As a performance tool, it measures the progression of goals in one’s business by tracking, monitoring, as well as evaluating, and can also be used as checkpoints in measuring performance. The world today, is so dynamic that what applied today might not apply tomorrow, and as a result of this dynamism, a good business plan needs to be setup in order to protect one against risks associated with business.

In addition to a performance tool, perfect business plan should contain other necessary tools in its system, which really make it a perfect plan. It must have a human resource tool, a marketing and strategy tool, financial tool, communication tool, and most importantly, an investor’s guide. A well-defined business plan attracts others to be part of the vision. It has to have a well-defined goal and objective that will set the stage to bring others into the business. It should inspire teamwork and creativity among its people and ensures everyone understands the goals and objectives.

However, a good business plan defines one’s target market, the class of people he intends to sell his products to, how to reach them, promote his products, in addition, defines one’s market mix- people, place, product and price. People- this defines the people involved in the promotion one’s goods and services. Product- this defines what one’s goods and services are. Place- defines the location which also includes the means of delivering the goods and services. Price- defines how much one’s products and services are worth in the market which will enable him analyze and evaluate his return on investment (ROI). A marketing and strategy tool defines one’s business strength, his weakness, his opportunities and threats. It plots a graph that helps one reduce cost while maximizing profit.
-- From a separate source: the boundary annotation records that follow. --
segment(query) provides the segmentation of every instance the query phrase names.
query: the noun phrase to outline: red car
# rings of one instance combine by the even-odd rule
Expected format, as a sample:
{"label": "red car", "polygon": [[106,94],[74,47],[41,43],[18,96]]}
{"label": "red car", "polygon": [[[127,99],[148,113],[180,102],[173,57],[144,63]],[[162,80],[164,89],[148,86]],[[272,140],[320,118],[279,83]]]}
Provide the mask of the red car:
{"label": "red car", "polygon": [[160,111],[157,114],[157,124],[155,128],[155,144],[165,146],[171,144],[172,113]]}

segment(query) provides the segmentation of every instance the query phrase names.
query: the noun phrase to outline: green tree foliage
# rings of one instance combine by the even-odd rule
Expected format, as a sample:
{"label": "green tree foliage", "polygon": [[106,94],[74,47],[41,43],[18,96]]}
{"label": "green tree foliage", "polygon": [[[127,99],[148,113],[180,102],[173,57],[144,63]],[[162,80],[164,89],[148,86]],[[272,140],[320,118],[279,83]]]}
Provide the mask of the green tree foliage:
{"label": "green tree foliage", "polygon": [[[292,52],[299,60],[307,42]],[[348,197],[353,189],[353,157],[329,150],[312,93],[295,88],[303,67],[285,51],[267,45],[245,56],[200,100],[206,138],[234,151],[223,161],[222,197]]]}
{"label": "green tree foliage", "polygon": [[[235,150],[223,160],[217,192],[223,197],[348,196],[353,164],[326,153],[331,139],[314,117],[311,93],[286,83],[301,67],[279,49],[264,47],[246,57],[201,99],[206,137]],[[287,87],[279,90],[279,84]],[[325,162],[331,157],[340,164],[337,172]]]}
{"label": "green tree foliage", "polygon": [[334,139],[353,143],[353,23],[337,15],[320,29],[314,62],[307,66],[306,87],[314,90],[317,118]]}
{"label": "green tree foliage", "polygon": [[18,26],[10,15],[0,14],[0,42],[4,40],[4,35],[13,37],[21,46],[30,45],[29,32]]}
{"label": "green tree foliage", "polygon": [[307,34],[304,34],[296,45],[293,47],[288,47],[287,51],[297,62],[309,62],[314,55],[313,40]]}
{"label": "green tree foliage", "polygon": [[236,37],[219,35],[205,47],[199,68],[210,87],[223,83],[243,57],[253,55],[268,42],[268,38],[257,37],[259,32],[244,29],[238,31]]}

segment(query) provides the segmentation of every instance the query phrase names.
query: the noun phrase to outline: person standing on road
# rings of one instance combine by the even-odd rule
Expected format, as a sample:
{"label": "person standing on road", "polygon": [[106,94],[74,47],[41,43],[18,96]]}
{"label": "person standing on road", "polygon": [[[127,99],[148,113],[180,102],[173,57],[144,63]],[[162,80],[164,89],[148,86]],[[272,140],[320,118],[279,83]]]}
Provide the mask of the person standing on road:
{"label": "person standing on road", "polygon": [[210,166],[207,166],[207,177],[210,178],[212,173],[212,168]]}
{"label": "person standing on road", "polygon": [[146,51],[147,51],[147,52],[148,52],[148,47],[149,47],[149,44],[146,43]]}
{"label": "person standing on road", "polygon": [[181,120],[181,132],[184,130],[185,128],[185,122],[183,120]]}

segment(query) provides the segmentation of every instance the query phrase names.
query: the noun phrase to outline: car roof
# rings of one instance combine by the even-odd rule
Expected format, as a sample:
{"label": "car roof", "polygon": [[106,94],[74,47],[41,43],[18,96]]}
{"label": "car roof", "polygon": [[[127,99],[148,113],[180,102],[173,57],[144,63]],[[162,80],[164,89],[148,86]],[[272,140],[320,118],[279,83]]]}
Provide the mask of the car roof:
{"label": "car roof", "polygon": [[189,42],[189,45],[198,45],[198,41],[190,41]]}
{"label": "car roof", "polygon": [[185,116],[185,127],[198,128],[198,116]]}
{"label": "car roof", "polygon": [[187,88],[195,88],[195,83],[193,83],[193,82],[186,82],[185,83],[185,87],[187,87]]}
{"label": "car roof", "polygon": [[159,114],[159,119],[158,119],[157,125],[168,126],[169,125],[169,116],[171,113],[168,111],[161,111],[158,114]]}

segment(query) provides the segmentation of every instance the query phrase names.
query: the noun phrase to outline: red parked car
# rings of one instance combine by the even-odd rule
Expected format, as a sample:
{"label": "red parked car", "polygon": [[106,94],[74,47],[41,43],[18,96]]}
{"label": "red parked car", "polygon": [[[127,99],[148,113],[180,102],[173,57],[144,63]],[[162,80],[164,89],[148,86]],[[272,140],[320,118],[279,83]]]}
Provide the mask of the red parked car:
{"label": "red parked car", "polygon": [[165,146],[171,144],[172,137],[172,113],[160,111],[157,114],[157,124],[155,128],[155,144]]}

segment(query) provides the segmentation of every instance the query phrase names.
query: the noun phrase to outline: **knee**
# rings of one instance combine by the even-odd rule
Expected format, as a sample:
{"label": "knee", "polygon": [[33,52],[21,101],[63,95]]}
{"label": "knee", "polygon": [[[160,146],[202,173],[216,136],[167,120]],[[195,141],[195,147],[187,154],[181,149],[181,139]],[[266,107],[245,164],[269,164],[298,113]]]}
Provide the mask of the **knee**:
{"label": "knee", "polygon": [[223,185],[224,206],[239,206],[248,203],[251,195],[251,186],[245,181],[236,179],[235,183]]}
A financial tool in a good business plan enables one understand his business financial position, develops his budget and determine how his finances will be allocated. It also calculates one’s return on return on investment, analyzes his income statement, cash-flow, balance sheet, break-even point i.e. the analysis that tells one how much sales needed in order to cover expenses, which gives the basis for pricing his products and services, and at the same time calculates how much that is needed to finance one’s business which helps in making his financial needs clear.

A good business plan communicates one’s ideas to people, communicates his mission, objectives, management approach, responsibilities and demonstrates how one’s strategy will increase profitability and performance, identifying his audience without overreacting his aims and objectives of his business plan. A business communicates in two ways- Internal communication and External communication. Internal communication includes communication of corporate vision, shared value, strategies, guiding principles and employee motivation. External communication includes branding, customer relation, marketing, advertising, media and public relations etc..

A good business plan is used to attract funding from investors. Most investors will look at a business plan as a decision-making tool. There are certain things investors look out for in a business. These include one’s management team, every investor will want to know a business owner’s managerial skills, passion, and his dedication to his business. A comprehensive description of how one’s products or services should be discharged, his customer base, his market and financial analysis. A business plan should have a realistic financial forecast. Every investor will always like to see his business associate’s return of investment, cash-flow and break-even analysis. Hence, a well prepared business plan is the key to attracting investors.